Sie wollen auch bei kleineren Pannen und Ereignissen auf dem Gelände des Atommeilers informiert werden. Das ist das Ergebnis einer aktuellen Stunde der Ratsversammlung der Stadt Brunsbüttel am Donnerstagabend.

Dort standen Vertreter der Werksleitung des Atomkraftwerks sowie des Kieler Ministeriums den Stadtverordneten nach dem Fund eines verrosteten Atommüllbehälters Rede und Antwort. Vorwurf der örtlichen Behörden war, dass sie erst Wochen später und aus den Medien erfahren hätten, dass es direkt vor ihrer Haustür Probleme mit einem Atommüllbehälter gegeben hatte. "Das ist respektlos", sagte Bürgervorsteherin Rita Audiger (CDU).

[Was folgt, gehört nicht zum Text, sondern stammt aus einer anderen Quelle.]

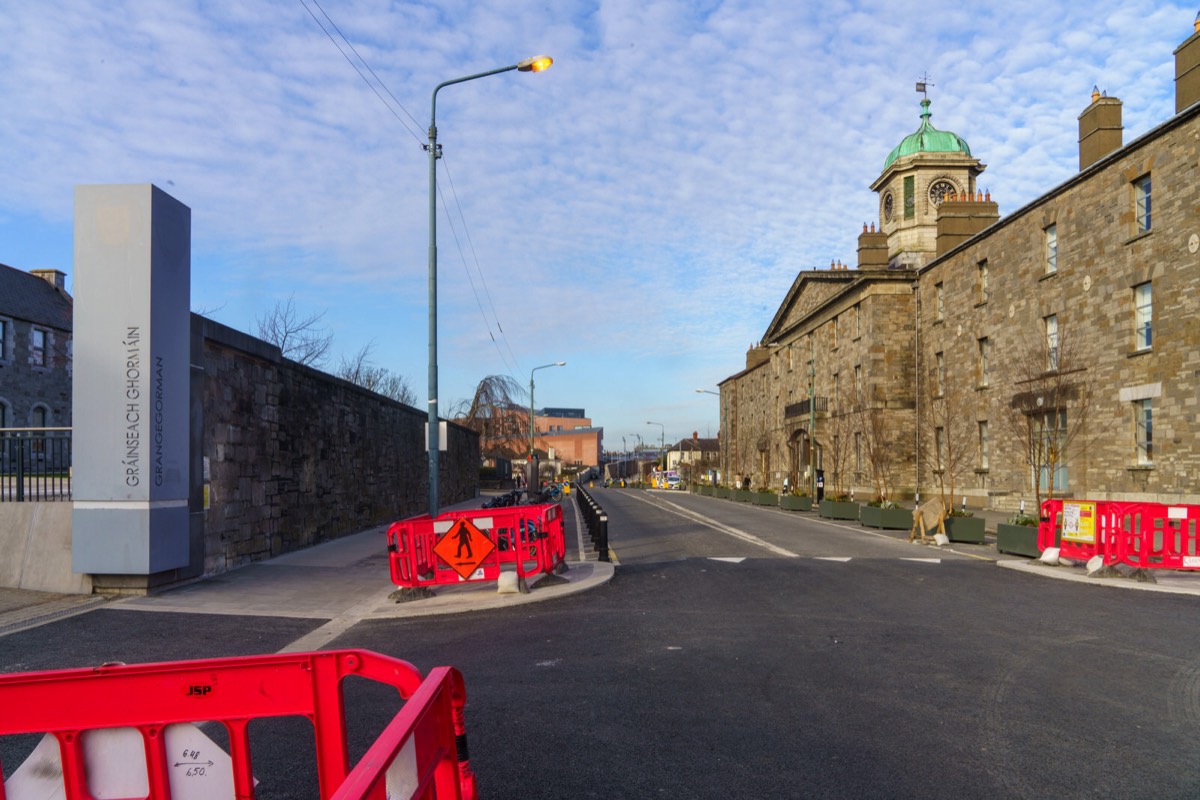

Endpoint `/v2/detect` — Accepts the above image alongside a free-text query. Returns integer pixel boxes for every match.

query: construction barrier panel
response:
[388,503,566,589]
[0,650,476,800]
[1038,499,1200,570]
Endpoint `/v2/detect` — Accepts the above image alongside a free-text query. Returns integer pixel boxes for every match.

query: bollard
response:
[596,513,610,561]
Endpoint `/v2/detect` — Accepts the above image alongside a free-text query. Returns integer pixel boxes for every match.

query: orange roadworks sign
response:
[433,518,496,579]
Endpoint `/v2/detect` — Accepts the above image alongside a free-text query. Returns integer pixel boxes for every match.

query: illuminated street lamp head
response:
[517,55,554,72]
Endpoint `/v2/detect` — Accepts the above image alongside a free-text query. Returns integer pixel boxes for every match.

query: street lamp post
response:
[646,420,667,484]
[425,55,553,517]
[529,361,566,488]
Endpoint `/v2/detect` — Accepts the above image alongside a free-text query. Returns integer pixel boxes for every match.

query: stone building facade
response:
[193,315,479,575]
[720,20,1200,510]
[0,264,72,428]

Für Missstimmung in Brunsbüttel sorgte auch ein Foto, das den betreffenden Behälter "F1324" völlig zerstört zeigte. Damit werde der Eindruck vermittelt, dass die Betreiber sorglos mit dem Atommüll umgehen. "Das Bild suggeriert, dass das Fass so gefunden wurde: Das stimmt aber nicht", sagte Bürgermeister Stefan Mohrdieck. Das gelbe Fass sei erst bei der Entleerung zerstört worden. "Warum das so gelaufen ist, die Aufklärung ist noch nicht geleistet worden", lautete das Fazit des Bürgermeisters.